Большинство местных жителей – баротсе; это племя населяет долину Замбези от водопада Виктория до устья Кабомпо. О происхождении баротсе пока нет единого мнения; известно лишь, что они пришли с севера. Есть основания считать баротсе отделившейся ветвью племени бафуто. Это подтверждается и сходством языков, не раз отмеченном многими путешественниками. На протяжении десятков поколений (иначе говоря, сотен лет) баротсе управляются единой королевской династией. Нынешний ее представитель, Леваника, по-прежнему называется королем, являясь на деле лишь куклой в руках английского правительства; он с самого начала даже не пытался оказывать сопротивление экспансии европейцев. Когда белые впервые появились в его стране, Леваника отправил послов к Киаме, королю бечуанов, спрашивая, как ему поступить. Киама ответил: «Посмотри на участь Кетчвайо и Ловенгулы: они начали войну с белыми и были сметены. Я не мешал продвижению белых – и сегодня остаюсь повелителем в своей стране!» Такой совет пришелся по сердцу осторожному Леванике. Он оказал европейцам дружелюбный прием и добровольно объявил себя вассалом английской короны. В результате сговорчивый чернокожий владыка удостоился особой чести: он был официально приглашен в Лондон на торжества по случаю коронации Эдуарда VII.
Границы нынешней «империи Баротсе» (ее столица – Лиалуи) не вполне ясны – мнения заинтересованных сторон резко расходятся.

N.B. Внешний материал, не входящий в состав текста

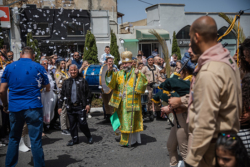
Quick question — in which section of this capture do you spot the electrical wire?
[138,0,154,5]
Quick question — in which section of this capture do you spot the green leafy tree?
[26,33,41,62]
[172,31,181,60]
[0,26,4,48]
[83,30,99,64]
[110,30,120,65]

Примыкающие королевства – Масхукулумбве и Баловале – когда-то были государствами, частично зависимыми от Леваники, и на этом основании английское правительство пытается расширить границы своего протектората. Я совершенно некомпетентен в территориальных спорах, но могу определенно утверждать, что имя Леваники не имеет особого значения уже у племени вакагонде, а дальше на восток вообще почти неизвестно. Тем не менее, следует признать, что государство баротсе – крупнейшее в западной части Центральной Африки. Но мне почти не доводилось общаться с ними; что же касается представителей других племен, то я буду рассказывать о них в том порядке, в каком встречал их во время путешествий.
В этнографическом отношении народы Северо-Западной Родезии почти не изучены. Со времен Сейлуса[1]1
Знаменитый английский охотник и путешественник.

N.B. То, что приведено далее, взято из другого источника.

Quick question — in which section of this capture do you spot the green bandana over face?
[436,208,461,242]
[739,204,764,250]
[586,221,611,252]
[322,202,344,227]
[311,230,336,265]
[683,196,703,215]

[Закрыть] лишь очень немногие европейцы дали себе труд изучить языки разных племен,
80-х гг. XIX в. без чего невозможно составить хоть какое-нибудь представление о культурной и общественной жизни людей. Исключение составляют, пожалуй, миссионеры, но они – не беспристрастные наблюдатели. И я надеюсь, что смогу сообщить в этой книге некоторые неизвестные до сих пор черты жизни африканцев. Разумеется, речь пойдет лишь о том, что я видел своими глазами; случаи, переданные с чужих слов, будут специально оговорены.
Первым местом моей новой службы стал форт Каломо. Здесь жило около двадцати европейцев – полицейских офицеров и гражданских служащих. Мне приходилось уделять службе много времени и внимания – ведь «туземная полиция» была, как-никак, пехотой, и мне, недавнему кавалеристу, нужно было срочно привыкать к новому образу жизни. Все же оставалось достаточно свободного времени, которое я посвящал охоте и изучению страны. Мы были свободны с субботы до понедельника; собравшись вдвоем или втроем, мы брали палатки и необходимое снаряжение и отправлялись на воскресенье в саванну. Дичь была в изобилии. Судя по следам, здесь встречались и львы, и, конечно, моей заветной мечтой стала охота на льва. Слоны в то время нисколько не интересовали меня, знал я о них мало и не подозревал, что через несколько лет буду способен в течение недели, день за днем, идти по их огромным круглым следам. А «царь зверей» был постоянным предметом разговоров в Каломо.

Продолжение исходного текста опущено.